Le secteur médiatique, déjà tributaire des groupes politiques, a été ébranlé par la crise financière. Le manque de ressources et d’indépendance d’une partie des médias favorise la propagation de fausses informations.
Au Liban, il est possible de s’informer à travers une dizaine de journaux nationaux et des magazines hebdomadaires et mensuels. À la télévision, les chaînes nationales offrent des opinions diverses. Le pays semble faire figure d’exception dans une région où les régimes autoritaires dominent. Cependant, dans une étude publiée en 2018, la Fondation libanaise pour les médias Samir Kassir et Reporters sans frontières affirmaient qu’au Liban, “les deux-tiers des médias appartiennent à des figures politiques ou à des partis politiques”.
Cinq ans plus tard, les médias libanais restent largement dépendants de quelques riches dynasties familiales, inféodés à des intérêts politiques locaux ou étrangers. Néanmoins, la crise financière qui frappe le pays depuis 2019 a bouleversé le secteur médiatique. Selon Ayman Mhanna, Directeur de la Fondation Samir Kassir, “au cours de la première phase de la crise, les médias traditionnels ont été sévèrement touchés par l'effondrement du marché publicitaire. Cependant, avec les élections de 2022, les médias traditionnels ont monétisé leur temps d'antenne en le vendant aux candidats. (...) Cela signifie que leur situation financière est devenue plus dépendante de la classe politique en général. En parallèle, les plateformes numériques indépendantes financées par des subventions ont réussi à tirer parti de leurs revenus en devises étrangères.”
Une pluralité fragile
En octobre 2019, la Thawra, une série de manifestations au niveau national en réponse à l’échec du gouvernement face à la crise naissante et contre la corruption, éclate. Elle fait émerger des médias nouveaux en ligne comme Mégaphone, Beirut Today, Daraj Media ou The Public Source, entre autres, modifiant le paysage médiatique libanais. Ces nouveaux supports ont certes constitué une caisse de résonance pour les opinions alternatives, mais uniquement pour un fragment du pays, majoritairement jeune et urbanisé. Une partie de la population, qui consulte peu le web ou ignore l’existence de ces médias, s’informe encore majoritairement via les médias traditionnels.

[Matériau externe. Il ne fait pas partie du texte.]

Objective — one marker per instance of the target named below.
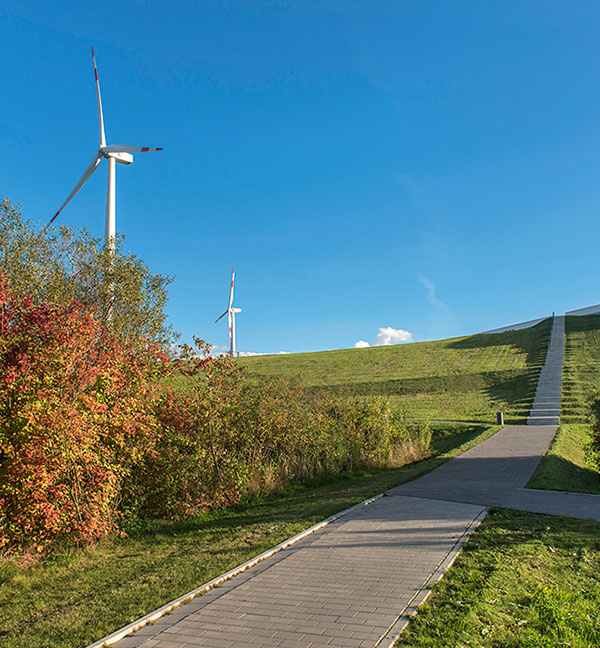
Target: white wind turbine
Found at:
(113, 153)
(231, 312)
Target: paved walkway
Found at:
(354, 582)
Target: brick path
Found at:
(353, 582)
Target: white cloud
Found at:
(385, 336)
(388, 335)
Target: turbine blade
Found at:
(124, 148)
(231, 291)
(84, 178)
(100, 117)
(222, 316)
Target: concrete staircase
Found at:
(546, 404)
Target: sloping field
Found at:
(581, 373)
(464, 379)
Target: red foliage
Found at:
(76, 413)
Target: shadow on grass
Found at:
(558, 473)
(491, 595)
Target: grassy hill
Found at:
(465, 379)
(581, 374)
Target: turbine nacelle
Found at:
(231, 313)
(121, 153)
(121, 158)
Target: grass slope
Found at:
(77, 598)
(466, 379)
(581, 374)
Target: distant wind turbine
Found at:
(113, 153)
(231, 312)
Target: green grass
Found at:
(465, 379)
(565, 466)
(79, 597)
(522, 581)
(581, 374)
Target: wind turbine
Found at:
(231, 312)
(120, 153)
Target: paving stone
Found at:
(346, 584)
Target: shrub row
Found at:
(94, 429)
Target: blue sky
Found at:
(430, 167)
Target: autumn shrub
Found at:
(221, 438)
(76, 414)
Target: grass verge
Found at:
(565, 466)
(522, 581)
(79, 597)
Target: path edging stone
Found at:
(153, 616)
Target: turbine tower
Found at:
(231, 312)
(120, 153)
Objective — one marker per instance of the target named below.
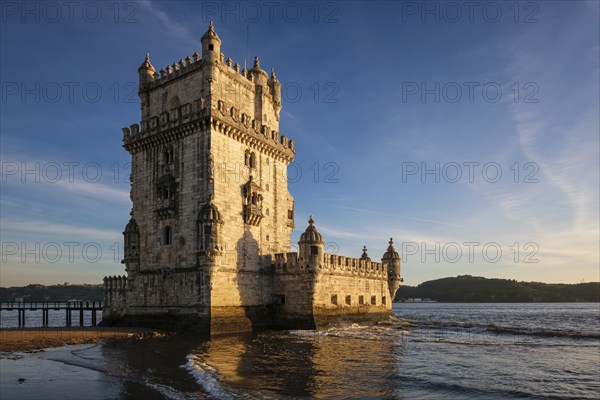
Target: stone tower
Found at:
(211, 208)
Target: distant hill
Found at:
(475, 289)
(52, 293)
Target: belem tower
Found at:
(208, 243)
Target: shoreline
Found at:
(33, 339)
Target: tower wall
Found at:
(209, 238)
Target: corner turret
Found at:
(211, 45)
(259, 76)
(146, 73)
(275, 87)
(391, 259)
(311, 242)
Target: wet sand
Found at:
(29, 339)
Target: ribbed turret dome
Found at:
(210, 212)
(210, 33)
(391, 253)
(147, 65)
(311, 235)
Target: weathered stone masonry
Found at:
(209, 236)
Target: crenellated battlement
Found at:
(115, 283)
(329, 264)
(208, 167)
(226, 120)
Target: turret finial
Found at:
(365, 255)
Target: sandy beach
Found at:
(28, 339)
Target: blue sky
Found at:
(469, 135)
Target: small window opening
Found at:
(168, 235)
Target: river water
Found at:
(430, 351)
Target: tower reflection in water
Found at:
(337, 363)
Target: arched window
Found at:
(167, 235)
(168, 156)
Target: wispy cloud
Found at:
(45, 227)
(400, 216)
(173, 28)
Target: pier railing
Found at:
(70, 307)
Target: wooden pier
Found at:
(70, 307)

A l’heure où l’inflation bat des records, le pays continue de s’enfoncer dans la crise et les partis traditionnels se sont maintenus au pouvoir. Sans perspective de sortie de crise, le risque de répression des médias alternatifs s’est accru selon Jean Kassir, cofondateur de Mégaphone : “début avril, le procureur général a demandé à ce que je sois convoqué par la Sécurité de l’Etat. C’est une démarche illégale car seul le tribunal des publications a autorité pour enquêter sur le travail des journalistes, non pas les services de sécurité. Le procureur s’est finalement rétracté mais cet épisode est très alarmant. C’était la première fois que Mégaphone faisait face à des pressions réellement sérieuses de la part des autorités. A l’heure où la situation politique et économique empire, les médias alternatifs libanais sont de plus en plus fragiles. La démobilisation des forces de la Thawra a tendance à renforcer notre vulnérabilité car la répression dont nous sommes victimes suscite moins de de réaction qu’auparavant.”
Les fausses informations
Ces derniers mois, les réfugiés syriens sont la cible d’une vive campagne de désinformation. La classe politique libanaise, relayée par de nombreux supports d’information, les accuse à tort de profiter d’aides internationales conséquentes en dollars.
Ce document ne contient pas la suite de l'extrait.